The lowest five-year fixed rates are now just one-sixteenth of a percentage point above the lowest variable rates. That gap is about 10 times smaller than usual. This tight spread is the market telling us that rates could remain low for years.
But what the market can’t tell us is what the market doesn’t know. It can only see a year or two out. And no investors know what happens after politicians spend a colossal $370-billion-plus over 12 months, money they don’t have, to prop up the economy – because it’s never happened.
That worries a lot of smart people. Many still believe that inflation is linked to money creation, and fear the inflationary repercussions of governments piling up debt (creating new money) by the trillions.
It’s partly why investors like Warren Buffett are buying inflation hedges – in his case, gold companies.

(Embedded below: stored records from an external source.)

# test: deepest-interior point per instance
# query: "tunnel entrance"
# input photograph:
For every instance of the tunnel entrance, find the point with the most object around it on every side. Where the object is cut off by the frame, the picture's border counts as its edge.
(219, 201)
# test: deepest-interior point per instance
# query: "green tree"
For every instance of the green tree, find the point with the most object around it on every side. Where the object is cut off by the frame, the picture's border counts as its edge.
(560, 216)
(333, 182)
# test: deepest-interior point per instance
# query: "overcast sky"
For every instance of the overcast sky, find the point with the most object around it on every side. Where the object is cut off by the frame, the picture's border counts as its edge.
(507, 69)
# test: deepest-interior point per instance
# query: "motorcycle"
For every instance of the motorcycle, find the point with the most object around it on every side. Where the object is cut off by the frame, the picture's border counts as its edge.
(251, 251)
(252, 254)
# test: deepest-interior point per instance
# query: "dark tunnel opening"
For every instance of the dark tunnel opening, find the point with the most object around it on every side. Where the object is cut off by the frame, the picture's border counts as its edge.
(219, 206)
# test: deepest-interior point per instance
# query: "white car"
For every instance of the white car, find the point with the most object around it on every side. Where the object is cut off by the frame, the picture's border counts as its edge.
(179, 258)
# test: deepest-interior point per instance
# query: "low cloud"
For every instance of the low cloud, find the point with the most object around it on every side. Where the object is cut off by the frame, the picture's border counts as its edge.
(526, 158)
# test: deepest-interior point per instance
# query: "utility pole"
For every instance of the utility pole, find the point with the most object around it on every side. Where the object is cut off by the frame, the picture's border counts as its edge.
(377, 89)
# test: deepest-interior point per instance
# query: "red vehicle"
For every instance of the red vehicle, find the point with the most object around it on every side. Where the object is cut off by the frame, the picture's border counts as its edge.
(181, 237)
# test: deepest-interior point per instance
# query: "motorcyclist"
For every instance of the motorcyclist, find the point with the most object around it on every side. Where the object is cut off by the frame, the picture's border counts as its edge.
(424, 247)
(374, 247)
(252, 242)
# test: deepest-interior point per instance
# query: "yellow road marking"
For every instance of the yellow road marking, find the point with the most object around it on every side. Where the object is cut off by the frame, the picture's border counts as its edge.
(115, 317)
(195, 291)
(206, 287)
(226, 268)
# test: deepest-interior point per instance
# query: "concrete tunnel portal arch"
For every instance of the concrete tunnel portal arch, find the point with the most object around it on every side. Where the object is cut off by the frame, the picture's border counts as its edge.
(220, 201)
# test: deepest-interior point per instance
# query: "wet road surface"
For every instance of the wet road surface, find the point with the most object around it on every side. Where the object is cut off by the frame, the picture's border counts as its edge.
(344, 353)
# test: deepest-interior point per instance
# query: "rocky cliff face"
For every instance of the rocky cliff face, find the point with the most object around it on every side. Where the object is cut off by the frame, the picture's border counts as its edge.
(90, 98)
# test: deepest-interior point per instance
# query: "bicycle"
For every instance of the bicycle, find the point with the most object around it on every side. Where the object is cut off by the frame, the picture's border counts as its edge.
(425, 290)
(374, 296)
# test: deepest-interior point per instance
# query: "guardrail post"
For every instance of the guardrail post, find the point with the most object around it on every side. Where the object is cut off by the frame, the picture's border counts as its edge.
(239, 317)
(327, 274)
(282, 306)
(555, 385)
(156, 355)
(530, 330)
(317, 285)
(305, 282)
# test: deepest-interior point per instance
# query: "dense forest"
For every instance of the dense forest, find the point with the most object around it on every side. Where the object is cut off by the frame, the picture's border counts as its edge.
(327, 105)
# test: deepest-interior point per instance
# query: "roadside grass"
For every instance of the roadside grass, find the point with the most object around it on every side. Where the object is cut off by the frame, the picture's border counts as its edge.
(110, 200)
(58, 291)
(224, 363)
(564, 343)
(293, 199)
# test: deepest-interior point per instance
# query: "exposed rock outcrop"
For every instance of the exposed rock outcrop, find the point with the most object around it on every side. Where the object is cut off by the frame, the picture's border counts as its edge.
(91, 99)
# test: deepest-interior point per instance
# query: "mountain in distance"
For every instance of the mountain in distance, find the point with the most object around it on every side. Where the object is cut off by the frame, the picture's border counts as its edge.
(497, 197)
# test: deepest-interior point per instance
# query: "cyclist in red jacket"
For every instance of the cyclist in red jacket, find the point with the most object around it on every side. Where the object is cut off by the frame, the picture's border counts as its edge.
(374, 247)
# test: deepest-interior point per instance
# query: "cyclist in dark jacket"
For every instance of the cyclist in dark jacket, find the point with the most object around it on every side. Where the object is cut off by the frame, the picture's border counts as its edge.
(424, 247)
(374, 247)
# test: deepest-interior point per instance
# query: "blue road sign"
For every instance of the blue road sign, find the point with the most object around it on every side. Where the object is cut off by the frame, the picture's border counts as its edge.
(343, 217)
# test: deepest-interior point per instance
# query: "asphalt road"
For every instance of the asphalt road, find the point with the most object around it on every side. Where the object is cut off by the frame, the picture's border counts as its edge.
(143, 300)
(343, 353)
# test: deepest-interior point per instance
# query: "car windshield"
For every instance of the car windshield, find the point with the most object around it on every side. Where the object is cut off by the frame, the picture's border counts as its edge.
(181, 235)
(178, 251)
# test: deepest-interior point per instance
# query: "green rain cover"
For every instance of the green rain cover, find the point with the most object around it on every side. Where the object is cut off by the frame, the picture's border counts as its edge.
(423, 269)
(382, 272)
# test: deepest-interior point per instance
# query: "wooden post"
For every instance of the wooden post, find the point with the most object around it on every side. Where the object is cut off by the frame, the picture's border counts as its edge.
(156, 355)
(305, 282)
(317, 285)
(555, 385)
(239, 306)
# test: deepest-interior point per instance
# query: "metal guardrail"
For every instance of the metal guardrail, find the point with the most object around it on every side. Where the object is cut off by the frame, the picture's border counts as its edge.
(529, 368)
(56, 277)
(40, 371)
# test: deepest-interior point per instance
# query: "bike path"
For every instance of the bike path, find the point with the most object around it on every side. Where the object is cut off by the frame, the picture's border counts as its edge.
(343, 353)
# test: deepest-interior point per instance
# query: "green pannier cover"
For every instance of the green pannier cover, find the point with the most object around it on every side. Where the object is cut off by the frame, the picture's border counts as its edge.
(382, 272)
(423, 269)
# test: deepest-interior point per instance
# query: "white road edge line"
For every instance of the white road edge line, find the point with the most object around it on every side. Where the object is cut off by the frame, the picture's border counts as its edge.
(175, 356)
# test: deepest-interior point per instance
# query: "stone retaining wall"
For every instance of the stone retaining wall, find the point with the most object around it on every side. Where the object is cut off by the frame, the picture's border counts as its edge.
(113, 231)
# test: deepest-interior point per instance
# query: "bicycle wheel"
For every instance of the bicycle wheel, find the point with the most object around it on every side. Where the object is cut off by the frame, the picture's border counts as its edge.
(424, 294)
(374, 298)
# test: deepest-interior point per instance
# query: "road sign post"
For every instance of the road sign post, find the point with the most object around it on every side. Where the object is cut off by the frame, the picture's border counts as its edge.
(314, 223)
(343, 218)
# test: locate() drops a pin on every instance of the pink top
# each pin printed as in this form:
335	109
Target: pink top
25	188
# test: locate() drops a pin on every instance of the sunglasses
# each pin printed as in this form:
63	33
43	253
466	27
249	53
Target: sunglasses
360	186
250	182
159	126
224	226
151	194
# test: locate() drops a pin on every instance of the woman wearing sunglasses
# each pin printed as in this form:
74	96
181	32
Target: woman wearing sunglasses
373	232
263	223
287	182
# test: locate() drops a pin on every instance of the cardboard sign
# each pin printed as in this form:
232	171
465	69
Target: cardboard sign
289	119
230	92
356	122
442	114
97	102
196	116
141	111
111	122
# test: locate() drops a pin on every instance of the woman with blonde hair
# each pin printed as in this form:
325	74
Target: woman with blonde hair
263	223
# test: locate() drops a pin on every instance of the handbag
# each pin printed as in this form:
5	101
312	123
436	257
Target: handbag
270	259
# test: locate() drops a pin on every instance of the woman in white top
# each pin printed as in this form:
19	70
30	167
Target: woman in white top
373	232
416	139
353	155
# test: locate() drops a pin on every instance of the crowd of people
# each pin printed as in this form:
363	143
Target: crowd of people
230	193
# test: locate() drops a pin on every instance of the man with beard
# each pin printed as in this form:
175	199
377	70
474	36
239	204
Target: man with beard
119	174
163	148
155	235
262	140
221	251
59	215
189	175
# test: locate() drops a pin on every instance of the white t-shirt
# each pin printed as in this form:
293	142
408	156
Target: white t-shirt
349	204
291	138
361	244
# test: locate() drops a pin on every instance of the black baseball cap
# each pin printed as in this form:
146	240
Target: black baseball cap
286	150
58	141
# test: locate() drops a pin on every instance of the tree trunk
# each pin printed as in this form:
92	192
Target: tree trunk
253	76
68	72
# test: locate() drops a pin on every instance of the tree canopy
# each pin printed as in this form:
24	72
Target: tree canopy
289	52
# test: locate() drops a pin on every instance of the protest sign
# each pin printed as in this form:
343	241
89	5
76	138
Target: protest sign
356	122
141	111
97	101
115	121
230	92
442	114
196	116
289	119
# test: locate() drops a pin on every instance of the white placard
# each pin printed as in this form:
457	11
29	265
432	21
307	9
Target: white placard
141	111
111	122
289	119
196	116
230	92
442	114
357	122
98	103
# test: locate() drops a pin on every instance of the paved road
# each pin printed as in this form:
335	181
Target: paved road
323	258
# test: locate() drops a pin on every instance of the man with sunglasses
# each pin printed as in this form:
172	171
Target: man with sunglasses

That’s a 180-degree turn for Mr. Buffett, a man who once said gold “has no utility.” Risk-averse mortgage borrowers should consider his motives.
The cost of being wrong
Inflation doesn’t need to hit double digits like it did in the 1980s. Expectations of even 2.75-per-cent core inflation could be enough to rocket mortgage rates above 4 per cent again.
That should be top of mind for less financially secure borrowers, given: a) fixed mortgage rates are already so close to their eventual bottom, and b) there’s so little upfront gain by floating your mortgage rate.
It would take just a single increase in prime rate, four years from now, to make today’s best variable rates more expensive than a five-year fixed, assuming you didn’t break the mortgage beforehand. And if you choose a lender with a reasonable pre-payment penalty, breaking early is almost a non-factor.
Variable rates have had an amazing run. But we’re now in the trough of an economic cycle with unprecedented government spending, there’s almost no difference between fixed and variable rates and potential inflation risk lies ahead.
In that sort of world, variables are for risk-takers, including hopeful rate timers. And if you’re among the tiny minority who can actually do that successfully, and you have a lender that doesn’t fleece you when you try to lock into a fixed rate, all power to you. Perhaps you’ll lock in closer to when rates lift off and have a lower average borrowing cost, versus going fixed today. But the odds are against you.
Quick tip: Another alternative is choosing a lender with transparent low rates, one that lets you renew your fixed mortgage early with just a three-month interest charge. A rare few, like Tangerine, let you “blend and extend” into a new five-year term any time with zero penalty.
Countless Canadians think rock-bottom rates are here to stay for five years or more. And again, they may be right. But for most, the cost of being wrong about that is a lot greater than the benefit of being right.